Ein Jahr danach – G20 und die Folgen

Christiane Schneider, innenpolitische Sprecherin der Fraktion DIE LINKE in der Hamburgischen Bürgerschaft, blickt zurück

Der G20-Gipfel ist in der Hamburger Stadtgesellschaft noch sehr präsent. Das wird immer wieder deutlich: in Veranstaltungen und Filmvorführungen, in Gesprächen oder durch Berichte und Diskussionen zum 1. Jahrestag in Hamburger Medien. Bis heute halten sich in der Stadt zwei Erzählungen, die schwer miteinander in Einklang zu bringen sind.

Die „offizielle“ Erzählung wurde vom Hamburger Abendblatt so auf den Punkt gebracht: Die Proteste waren gewalttätig. Tatsächlich überschatten die ziellosen Zerstörungen, die eine Gruppe Vermummter am Morgen des 7. Juli in der Elbchaussee anrichteten, und die Rauchwolken, die am Abend des 7. Juli den Himmel über dem linken Schanzenviertel verdunkelten, für einen Teil der Öffentlichkeit bis heute alles andere. Die Gegenerzählung berichtet von (insgesamt 150) eindrucksvollen Demonstrationen und kreativen Aktionen während der Protestwoche, von einer polizeilichen Eskalationsstrategie und erfahrener Polizeigewalt, vom Terror tagelangen Hubschrauberlärms und einer sich in den innenstadtnahen Vierteln als „Besatzungsmacht“ aufführenden Polizei, die sich ausgerechnet nicht blicken ließ, als AnwohnerInnen im Schanzenviertel nach Schutz vor Zerstörungen, Plünderungen und versuchten Brandstiftungen riefen.

Der von der Bürgerschaft eingerichtete Sonderausschuss hat seine Arbeit beendet.

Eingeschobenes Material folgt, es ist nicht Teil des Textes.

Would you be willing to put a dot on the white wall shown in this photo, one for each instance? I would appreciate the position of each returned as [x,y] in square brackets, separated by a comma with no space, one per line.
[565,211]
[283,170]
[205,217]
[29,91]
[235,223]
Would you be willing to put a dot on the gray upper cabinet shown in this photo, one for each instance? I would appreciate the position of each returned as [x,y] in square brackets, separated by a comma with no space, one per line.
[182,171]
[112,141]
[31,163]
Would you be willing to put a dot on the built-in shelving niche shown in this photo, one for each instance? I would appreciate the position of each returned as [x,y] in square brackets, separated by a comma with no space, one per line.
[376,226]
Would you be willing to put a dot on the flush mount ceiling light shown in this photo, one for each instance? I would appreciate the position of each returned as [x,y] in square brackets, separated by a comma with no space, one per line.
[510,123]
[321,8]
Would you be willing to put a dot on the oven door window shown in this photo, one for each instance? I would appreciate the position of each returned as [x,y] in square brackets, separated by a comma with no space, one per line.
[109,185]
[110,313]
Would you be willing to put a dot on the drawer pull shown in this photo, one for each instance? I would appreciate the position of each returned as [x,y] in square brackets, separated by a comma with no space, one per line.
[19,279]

Zurzeit werden die Abschlussberichte geschrieben. Zur Aufklärung hat er wenig beigetragen. Denn für die Aufklärung wichtige Informationen – viele Akten, sämtliche Videos und Bilddateien – wurden uns vorenthalten. Die polizeiliche Sicht auf die Proteste konnte dominieren. Dennoch haben wir fleißig Fakten zusammengetragen, diese Sicht immer wieder hinterfragt und die wenig versammlungsfreundliche polizeiliche Einsatztaktik kritisiert. Eine unserer Schlussfolgerungen ist, dass die demokratische Protestkultur in Hamburg weiterzuentwickeln ist und dass die Polizei mit einer zukünftig kooperativen, deeskalierenden Einsatzstrategie einen entscheidenden Beitrag dazu leisten muss.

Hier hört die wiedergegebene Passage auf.